Priyank Shukla, Director, Analog Mixed Signal Design, Insilicorp
Without even our consciously realizing, our life is touched by numerous computing systems. A computing system is essentially a system that can be instructed to carry out a set of arithmetic or logical operations automatically. As complex as it may sound, this abstract sounding definition can be a torchlight to define a computing system. Starting from the coffee machine that dispenses your favourite coffee or the traffic light that directs you to stop to the cell phone you hold are all examples of computing systems.
Arithmetic or logical operations in a computing system are executed in a processor or Central Processing Unit (CPU). Modern SoCs generally employ CPU cores from ARM, Intel or MIPS. A CPU processes digital information stored in forms of digital bits in some form of memory and generates results that are eventually stored in another memory location. So what types of memories are needed for a computing system? Let me try to answer this question with an analogy. Have you ever solved a complex math problem without a paper? Can you just arrive at the answer in one step? Maybe not, maybe that’s the reason you needed a piece of paper. If you are just interested only in the answer to a problem and not in the process, can you avoid/bypass the use of paper?
No! You need a paper to execute intermediate steps and arrive at the final answer. If you are only interested in the answer you can simply purge the page – this is precisely what a volatile memory does for a computing system – it gives the processor the memory to be used to arrive at the final outcomes. The final outcomes are ultimately stored in a non-volatile memory such as tapes/hard drives/ Solid State Drives that provide Non Volatile Memory (NVM). This article focuses on the types of volatile memories in modern SoCs.
The faster you can access the paper, the faster you would arrive at the answer, similarly, the faster an application processor access the volatile memory, the program will be executed faster. So a type of memory that can be accessed as fast as possible should be placed as close to the processor. That’s why modern-day processors integrate a type of volatile memory on chip and the memory is called cache. Most popular implementation allows Random Access to this Memory and thus such memory is called Random Access Memory or RAM. However, as it turns out all good things come at a price and so is the case with cache – it is expensive.
The basic cell to store one bit of information in these caches is called a 6-T cell, as it has six transistors connected in a way shown below
The voltage of the node holding the bit value does not change with time or in other words, remain static hence this implementation is called SRAM.

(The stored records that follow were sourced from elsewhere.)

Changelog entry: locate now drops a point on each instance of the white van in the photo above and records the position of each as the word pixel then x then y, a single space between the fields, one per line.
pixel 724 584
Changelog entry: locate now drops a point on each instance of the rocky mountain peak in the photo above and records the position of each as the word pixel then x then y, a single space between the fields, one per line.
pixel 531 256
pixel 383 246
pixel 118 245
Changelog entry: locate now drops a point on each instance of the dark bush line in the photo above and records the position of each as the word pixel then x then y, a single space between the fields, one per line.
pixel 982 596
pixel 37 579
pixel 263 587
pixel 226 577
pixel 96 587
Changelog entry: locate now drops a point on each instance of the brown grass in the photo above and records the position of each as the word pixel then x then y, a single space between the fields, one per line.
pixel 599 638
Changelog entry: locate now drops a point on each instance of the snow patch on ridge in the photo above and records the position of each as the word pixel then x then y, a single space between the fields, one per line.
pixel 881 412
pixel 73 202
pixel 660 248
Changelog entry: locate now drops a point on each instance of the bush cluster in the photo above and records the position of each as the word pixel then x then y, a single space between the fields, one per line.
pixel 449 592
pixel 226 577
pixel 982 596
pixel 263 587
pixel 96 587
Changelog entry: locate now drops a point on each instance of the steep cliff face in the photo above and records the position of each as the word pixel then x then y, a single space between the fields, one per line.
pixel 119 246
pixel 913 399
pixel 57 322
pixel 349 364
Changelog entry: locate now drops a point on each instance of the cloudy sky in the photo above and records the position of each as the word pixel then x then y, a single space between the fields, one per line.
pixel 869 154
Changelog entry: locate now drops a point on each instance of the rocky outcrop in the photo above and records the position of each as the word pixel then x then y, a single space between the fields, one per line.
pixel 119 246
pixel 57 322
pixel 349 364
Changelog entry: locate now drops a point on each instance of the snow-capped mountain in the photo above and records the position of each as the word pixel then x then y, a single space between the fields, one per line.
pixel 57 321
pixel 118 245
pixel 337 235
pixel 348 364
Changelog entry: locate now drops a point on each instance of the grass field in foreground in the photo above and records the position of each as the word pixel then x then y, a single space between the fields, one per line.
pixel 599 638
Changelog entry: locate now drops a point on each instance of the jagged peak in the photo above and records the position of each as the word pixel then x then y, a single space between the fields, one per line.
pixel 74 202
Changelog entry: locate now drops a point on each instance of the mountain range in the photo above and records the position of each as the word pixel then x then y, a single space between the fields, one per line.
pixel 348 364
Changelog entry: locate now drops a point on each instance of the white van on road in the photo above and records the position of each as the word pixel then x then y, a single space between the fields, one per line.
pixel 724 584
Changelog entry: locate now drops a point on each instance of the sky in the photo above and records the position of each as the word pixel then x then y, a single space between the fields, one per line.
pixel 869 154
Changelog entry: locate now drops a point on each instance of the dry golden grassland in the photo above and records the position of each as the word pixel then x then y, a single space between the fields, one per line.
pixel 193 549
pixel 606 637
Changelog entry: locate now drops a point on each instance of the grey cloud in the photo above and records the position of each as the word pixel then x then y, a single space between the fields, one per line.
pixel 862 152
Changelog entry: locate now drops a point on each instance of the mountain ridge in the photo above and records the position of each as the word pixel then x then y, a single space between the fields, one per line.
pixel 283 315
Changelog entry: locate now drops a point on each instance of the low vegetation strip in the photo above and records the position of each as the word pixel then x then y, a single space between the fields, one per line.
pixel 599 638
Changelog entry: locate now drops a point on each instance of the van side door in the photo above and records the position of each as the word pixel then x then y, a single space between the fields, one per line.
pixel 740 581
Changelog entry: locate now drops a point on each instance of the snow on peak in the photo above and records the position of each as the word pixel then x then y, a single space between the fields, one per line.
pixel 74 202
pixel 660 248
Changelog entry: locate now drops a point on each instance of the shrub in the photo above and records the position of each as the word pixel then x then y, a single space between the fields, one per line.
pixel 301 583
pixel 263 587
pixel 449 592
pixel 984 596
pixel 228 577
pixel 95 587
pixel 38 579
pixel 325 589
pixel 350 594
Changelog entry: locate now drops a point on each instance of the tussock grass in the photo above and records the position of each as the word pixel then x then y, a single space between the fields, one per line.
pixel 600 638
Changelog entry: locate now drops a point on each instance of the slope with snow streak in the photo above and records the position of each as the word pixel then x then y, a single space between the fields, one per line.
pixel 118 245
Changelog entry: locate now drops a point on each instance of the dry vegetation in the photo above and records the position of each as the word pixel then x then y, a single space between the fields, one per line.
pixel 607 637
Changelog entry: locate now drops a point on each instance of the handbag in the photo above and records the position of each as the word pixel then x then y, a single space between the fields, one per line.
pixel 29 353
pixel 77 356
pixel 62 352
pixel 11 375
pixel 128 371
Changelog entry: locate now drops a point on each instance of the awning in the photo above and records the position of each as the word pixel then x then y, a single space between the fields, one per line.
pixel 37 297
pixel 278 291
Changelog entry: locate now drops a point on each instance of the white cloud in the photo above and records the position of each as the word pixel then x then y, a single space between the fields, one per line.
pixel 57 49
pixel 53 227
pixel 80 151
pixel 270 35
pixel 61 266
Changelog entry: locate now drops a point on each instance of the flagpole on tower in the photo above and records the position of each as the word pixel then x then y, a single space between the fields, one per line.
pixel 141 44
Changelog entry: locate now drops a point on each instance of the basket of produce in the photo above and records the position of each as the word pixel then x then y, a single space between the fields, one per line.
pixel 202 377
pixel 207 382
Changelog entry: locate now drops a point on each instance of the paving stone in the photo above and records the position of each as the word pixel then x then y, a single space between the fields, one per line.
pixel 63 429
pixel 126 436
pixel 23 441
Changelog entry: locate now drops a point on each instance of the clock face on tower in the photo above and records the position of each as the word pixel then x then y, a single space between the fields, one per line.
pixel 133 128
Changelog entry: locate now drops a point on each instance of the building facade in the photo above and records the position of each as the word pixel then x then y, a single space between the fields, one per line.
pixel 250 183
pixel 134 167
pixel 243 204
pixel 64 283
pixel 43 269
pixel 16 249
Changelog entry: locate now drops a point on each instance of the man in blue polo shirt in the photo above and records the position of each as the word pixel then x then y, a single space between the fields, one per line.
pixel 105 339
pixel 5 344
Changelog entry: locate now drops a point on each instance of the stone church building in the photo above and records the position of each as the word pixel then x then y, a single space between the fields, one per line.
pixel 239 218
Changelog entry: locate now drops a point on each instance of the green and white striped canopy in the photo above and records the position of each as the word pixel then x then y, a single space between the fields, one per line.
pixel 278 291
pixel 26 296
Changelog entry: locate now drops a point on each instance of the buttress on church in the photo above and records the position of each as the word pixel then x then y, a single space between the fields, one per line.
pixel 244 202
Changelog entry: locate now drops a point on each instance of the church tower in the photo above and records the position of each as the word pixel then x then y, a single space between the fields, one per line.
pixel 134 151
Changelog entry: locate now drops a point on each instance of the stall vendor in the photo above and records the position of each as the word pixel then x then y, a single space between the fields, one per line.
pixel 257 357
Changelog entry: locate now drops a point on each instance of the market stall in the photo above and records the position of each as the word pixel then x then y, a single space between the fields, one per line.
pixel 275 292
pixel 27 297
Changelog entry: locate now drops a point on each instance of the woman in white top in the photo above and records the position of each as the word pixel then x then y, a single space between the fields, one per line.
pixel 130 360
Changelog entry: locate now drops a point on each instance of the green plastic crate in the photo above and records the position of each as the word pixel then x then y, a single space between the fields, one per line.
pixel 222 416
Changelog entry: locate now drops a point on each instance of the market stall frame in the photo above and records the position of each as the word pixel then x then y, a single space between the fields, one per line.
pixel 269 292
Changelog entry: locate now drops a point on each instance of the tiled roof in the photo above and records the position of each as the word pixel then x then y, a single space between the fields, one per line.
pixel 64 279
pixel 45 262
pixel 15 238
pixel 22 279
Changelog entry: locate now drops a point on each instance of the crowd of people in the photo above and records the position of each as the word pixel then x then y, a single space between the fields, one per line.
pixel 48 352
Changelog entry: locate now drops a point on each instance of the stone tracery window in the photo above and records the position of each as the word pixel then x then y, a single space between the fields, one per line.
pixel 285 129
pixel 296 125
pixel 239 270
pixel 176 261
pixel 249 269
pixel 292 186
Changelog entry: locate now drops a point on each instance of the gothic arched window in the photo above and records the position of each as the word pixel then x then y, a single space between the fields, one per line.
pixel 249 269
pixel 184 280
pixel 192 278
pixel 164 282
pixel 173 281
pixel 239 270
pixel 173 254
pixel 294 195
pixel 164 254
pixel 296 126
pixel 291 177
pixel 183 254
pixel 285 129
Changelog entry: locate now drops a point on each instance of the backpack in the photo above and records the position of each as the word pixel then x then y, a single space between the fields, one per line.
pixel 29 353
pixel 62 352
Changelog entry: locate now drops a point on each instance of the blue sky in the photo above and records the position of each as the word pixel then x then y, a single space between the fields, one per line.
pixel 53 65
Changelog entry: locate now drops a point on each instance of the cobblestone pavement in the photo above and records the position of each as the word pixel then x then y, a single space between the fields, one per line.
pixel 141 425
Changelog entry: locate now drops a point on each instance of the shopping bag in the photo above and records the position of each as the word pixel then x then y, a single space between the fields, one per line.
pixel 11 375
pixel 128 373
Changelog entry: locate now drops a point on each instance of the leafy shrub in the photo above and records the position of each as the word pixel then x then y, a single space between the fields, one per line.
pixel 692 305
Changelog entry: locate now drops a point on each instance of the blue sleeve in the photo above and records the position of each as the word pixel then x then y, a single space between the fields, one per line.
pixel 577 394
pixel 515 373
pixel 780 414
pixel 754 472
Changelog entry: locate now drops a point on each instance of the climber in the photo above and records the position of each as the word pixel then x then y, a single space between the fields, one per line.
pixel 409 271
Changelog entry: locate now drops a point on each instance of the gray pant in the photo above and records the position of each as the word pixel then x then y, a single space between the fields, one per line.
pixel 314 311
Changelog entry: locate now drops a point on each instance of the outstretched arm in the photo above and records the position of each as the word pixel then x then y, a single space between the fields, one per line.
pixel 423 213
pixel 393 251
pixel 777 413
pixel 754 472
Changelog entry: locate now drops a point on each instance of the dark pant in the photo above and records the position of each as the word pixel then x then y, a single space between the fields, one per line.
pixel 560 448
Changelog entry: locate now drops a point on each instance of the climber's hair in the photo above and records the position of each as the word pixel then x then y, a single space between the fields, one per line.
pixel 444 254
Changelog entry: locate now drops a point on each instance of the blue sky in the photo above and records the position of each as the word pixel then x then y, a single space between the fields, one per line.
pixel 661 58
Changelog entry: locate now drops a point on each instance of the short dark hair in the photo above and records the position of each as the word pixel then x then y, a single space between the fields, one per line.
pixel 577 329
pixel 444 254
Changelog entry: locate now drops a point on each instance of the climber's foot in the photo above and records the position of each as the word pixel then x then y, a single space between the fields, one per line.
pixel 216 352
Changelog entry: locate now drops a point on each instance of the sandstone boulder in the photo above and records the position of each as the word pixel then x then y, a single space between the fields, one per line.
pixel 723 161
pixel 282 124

Another type of RAM, developed in the 1960s, is called DRAM (Dynamic Random-Access Memory) and offers a cheaper alternative to SRAM. However, this type of memory cannot be efficiently integrated on-chip with a processor and is always off-chip as a memory module. Most popular implementation of DRAM today provides data in both rising as well as falling edge of the clock and thus called DDR (Dual Data Rate) DRAM.
Modern computing SOCs integrates a number of processors and In order to optimize the performance of caches further the classes of caches in levels such as level 1, 2, 3 and so on and are called L1,L2, L3 caches. The below diagram shows a typical SoC computing system with three level of caches showing multiple processors as a single block of Central Processing Unit (CPU)
Whenever CPU needs to fetch digital information, it goes through levels of caches starting from L1 to L3 and if it doesn’t find the information there, it goes to a digital logic called memory controller or DDR controller for information. The memory controller then searches the information on off-chip DDR module. As depicted the above picture, a DDR PHY is needed to receive/transmit data off-chip.
Joint Electron Device Engineering Council (JEDEC) defines the specification for the DDR memory module and defines maximum data rate. In addition to serving memory requests from multiple processors, a DDR controller also addresses many other performances affecting features. This makes a memory controller significantly different from an interface controller (eg USB, PCIe or MIPI controller) as the implementation of former affects system performance significantly whereas the later simply implements a spec.
The way a DDR memory module is implemented, the memory bit cells, rows, columns need to be managed or controlled. In other words, a DDR memory module expects to be told which row and column should be read/written by the DDR controller. Since latency is one of the most critical specifications for memory systems and accessing a bit from same row or different row change latency significantly, the DDR controller plays a crucial role in system performance by maximizing row buffer hit rate.
By design, the time taken by DDR device to service a request from a bit cell is fixed, however, the DDR controller initiates parallelism by opening different groups of rows and columns (called rank and bank in DDR parlance) to maximize throughput overcoming implementation limitation.
Finally, as mentioned earlier DRAMs needs to be refreshed frequently to retain the stored value and the refresh rate depends on the process, voltage, and temperature, by changing the refresh rate intelligently, a DRAM controller can save power significantly.
Instead of memory requests originating only from a processor, in some SoCs, a DDR controller might have to serve requests from GPU (Graphics processor) and other controllers as well. The below diagram shows an implementation of DDR interface in such a SoC, with each requester dealt with a dedicated port
The way a DDR controller interfaces multiple ports to a DDR device affects system performance significantly. Consider the operational case of a DDR controller in a mobile application processor SoC, it would get requests from GPU, main CPU, and other low-frequency CPUs as well. If the requests from GPU are buffered/delayed, the performance of mobile will be significantly reduced, however, there is a limit the requests from other ports can be delayed – the port arbitration/priority logic in the DDR controller is the secret sauce that balances this trade-off.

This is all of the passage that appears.